Words by Jam Pascual

This is the sound. This is the sound you find in the greatest teen dramas of our time, the sound of a decisive kiss in the rain, the sound of ETC 2nd Avenue commercials in the middle of a dry afternoon. This is the sound that clouds the head while a boring teacher’s lecture recedes and the clock is five seconds to the glorious bell ring of dismissal, and a heart that feels too much for its own good goes into the world because it must.
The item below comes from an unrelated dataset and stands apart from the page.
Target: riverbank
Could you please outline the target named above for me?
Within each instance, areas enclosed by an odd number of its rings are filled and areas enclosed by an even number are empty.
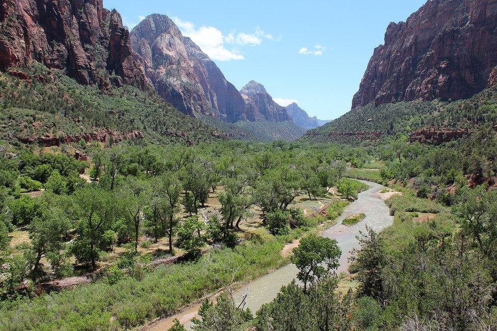
[[[367,225],[375,231],[380,231],[393,223],[393,216],[390,215],[388,206],[379,195],[379,192],[386,187],[372,182],[361,181],[368,185],[369,188],[360,193],[356,201],[344,207],[341,214],[335,220],[335,224],[333,226],[322,227],[317,231],[324,236],[337,240],[342,251],[340,258],[341,265],[338,272],[347,271],[350,251],[358,245],[355,236],[359,235],[360,231],[365,230]],[[344,219],[357,213],[355,211],[364,213],[365,215],[364,219],[351,226],[342,225],[342,222]],[[292,245],[294,244],[295,242],[291,244]],[[289,249],[287,249],[287,251]],[[235,299],[239,302],[242,297],[246,297],[246,307],[255,313],[262,305],[270,302],[276,297],[281,287],[290,283],[295,278],[298,269],[294,264],[287,264],[240,286],[235,293]],[[197,305],[197,312],[199,308],[200,305]],[[194,313],[195,308],[188,307],[182,312],[170,317],[156,320],[141,329],[149,331],[167,330],[172,325],[175,319],[180,320],[187,328],[190,327],[191,319],[197,316],[197,314],[194,315]]]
Critically, the general understanding is that Beabadeoobee’s debut album Fake It Flowers evokes these very specific ’90s and early aughts energies. Filipino-born British songwriter Bea Kristi Laus was earning her stripes in her previous EPs, Patched Up in 2018 and Loveworm in 2019, and while those records wielded the tender lyricism and effortless melodic sense that characterizes Laus’s artistry, her penchant for channelling ’90s alternative rock revealed themselves in small pieces, like in the songs “If You Want To” and “Disappear.”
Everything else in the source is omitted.